Downloading identical files from multiple swarms/torrents

izomiac · June 30, 2006

Currently I'm downloading an unlicensed anime and an interesting feature idea just occured to me. You see, there are several torrents of the series which each have files that are the same as their counterparts in the other torrent (releases from a certain fansubbing group). Torrent A might have the first couple episodes while Torrent B might have the entire season. They also have different naming schemes. My idea is for a feature that will allow a user to essentially download both torrents simultaneously to the same location. This should provide a much larger number of peers and thus a faster downloading speed. I'm also sure it would be useful in other situations as well (in case you don't like my example for ethical/legal reasons). In case I haven't explained this to the point that someone else can understand it, here's an example.

Torrent A has 3 files: 1.avi, 2.avi, 3.avi

Torrent B has 10 files: a.avi, b.avi, etc.

Torrent C has 4 files: 3.avi, 4.avi, 5.avi, 6.avi

Each torrent has a different group of seeders/peers.
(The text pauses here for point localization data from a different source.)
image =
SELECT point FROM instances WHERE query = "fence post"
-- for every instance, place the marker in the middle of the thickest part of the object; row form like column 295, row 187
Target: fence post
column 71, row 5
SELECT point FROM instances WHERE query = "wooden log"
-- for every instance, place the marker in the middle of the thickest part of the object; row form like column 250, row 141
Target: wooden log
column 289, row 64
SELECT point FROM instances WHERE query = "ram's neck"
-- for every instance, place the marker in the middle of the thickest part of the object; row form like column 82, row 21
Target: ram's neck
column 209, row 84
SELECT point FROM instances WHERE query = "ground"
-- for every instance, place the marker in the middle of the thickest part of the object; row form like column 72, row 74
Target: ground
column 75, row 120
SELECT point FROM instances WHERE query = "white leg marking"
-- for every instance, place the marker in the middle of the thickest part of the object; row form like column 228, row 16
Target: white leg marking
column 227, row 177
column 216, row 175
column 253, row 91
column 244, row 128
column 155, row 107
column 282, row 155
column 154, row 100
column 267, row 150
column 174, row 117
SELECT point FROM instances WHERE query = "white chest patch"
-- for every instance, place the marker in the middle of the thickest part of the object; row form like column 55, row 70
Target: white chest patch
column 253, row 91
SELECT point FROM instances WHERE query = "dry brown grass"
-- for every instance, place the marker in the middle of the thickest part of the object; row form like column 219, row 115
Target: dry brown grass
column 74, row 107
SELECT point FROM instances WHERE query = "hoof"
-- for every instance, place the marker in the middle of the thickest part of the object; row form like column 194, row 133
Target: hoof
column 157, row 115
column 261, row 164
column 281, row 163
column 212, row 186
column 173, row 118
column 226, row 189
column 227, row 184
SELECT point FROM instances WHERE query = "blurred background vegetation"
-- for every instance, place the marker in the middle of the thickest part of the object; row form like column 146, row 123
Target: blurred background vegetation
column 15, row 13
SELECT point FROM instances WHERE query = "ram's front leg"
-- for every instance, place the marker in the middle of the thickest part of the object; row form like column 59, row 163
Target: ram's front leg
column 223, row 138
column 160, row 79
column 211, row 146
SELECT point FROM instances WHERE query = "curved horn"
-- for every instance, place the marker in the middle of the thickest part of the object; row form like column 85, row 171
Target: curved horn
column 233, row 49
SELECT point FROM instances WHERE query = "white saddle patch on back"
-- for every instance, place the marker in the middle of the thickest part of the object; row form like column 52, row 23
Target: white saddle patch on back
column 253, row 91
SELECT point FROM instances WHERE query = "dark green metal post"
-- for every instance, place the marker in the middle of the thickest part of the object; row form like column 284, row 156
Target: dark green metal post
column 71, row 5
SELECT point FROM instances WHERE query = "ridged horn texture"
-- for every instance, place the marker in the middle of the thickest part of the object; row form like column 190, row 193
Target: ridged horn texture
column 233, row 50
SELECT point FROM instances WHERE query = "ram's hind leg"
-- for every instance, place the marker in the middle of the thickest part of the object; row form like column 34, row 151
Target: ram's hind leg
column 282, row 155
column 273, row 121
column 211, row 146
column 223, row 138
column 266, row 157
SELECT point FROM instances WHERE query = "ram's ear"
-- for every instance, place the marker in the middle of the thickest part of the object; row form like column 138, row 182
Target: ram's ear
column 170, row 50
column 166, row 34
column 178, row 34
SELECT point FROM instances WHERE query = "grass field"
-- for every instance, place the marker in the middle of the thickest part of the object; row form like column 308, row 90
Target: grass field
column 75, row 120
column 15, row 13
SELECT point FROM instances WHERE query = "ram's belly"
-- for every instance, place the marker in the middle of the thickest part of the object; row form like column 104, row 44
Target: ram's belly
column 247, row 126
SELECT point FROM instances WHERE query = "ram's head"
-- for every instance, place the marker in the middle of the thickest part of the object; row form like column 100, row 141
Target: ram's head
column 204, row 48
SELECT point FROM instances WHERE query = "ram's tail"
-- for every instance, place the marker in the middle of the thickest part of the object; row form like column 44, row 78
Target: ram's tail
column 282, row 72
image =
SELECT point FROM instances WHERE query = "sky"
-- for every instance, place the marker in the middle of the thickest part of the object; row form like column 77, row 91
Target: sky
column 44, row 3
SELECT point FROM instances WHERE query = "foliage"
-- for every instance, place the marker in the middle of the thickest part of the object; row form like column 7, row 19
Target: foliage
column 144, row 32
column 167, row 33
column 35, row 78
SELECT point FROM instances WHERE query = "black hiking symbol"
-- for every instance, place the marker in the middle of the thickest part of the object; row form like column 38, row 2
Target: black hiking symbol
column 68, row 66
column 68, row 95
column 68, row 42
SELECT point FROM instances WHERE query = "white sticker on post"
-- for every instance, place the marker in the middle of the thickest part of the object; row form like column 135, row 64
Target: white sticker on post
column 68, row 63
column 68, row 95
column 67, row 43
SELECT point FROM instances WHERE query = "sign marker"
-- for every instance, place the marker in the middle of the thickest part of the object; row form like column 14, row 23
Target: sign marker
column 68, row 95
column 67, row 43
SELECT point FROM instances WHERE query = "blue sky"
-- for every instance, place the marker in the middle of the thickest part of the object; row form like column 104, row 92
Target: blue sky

My idea is for a feature that would allow you to treat these three torrents as one download. You tell BitComet (or it determines based on hashes/filesize) which files are identical (in this case 3.avi in A & C and c.avi in B) and it downloads them to a single location without redundantly requesting blocks from both swarms.

Const2k · June 30, 2006

We have almost the same idea being discussed nearby. So I posted my answer there and suggest everyone to post there too.

izomiac · July 3, 2006

While I can appreciate the effort at consolidation, it's not really the same thing IMHO (similar though, I looked around but didn't realize the similarities). That thread requests that BitComet prevent you from accidently downloading the same file twice. This one talks about a way to increase download speed for certain situations. That said, a lot of code could probably be shared between the two features if they both got added because both features require identical file identification between different torrents.

In response to your discussion of block distribution in the other thread...

To sum up, it's impossible right now to compare files within different .torrent-s as .torrent's structure is based on using pieces's (not files') hashing.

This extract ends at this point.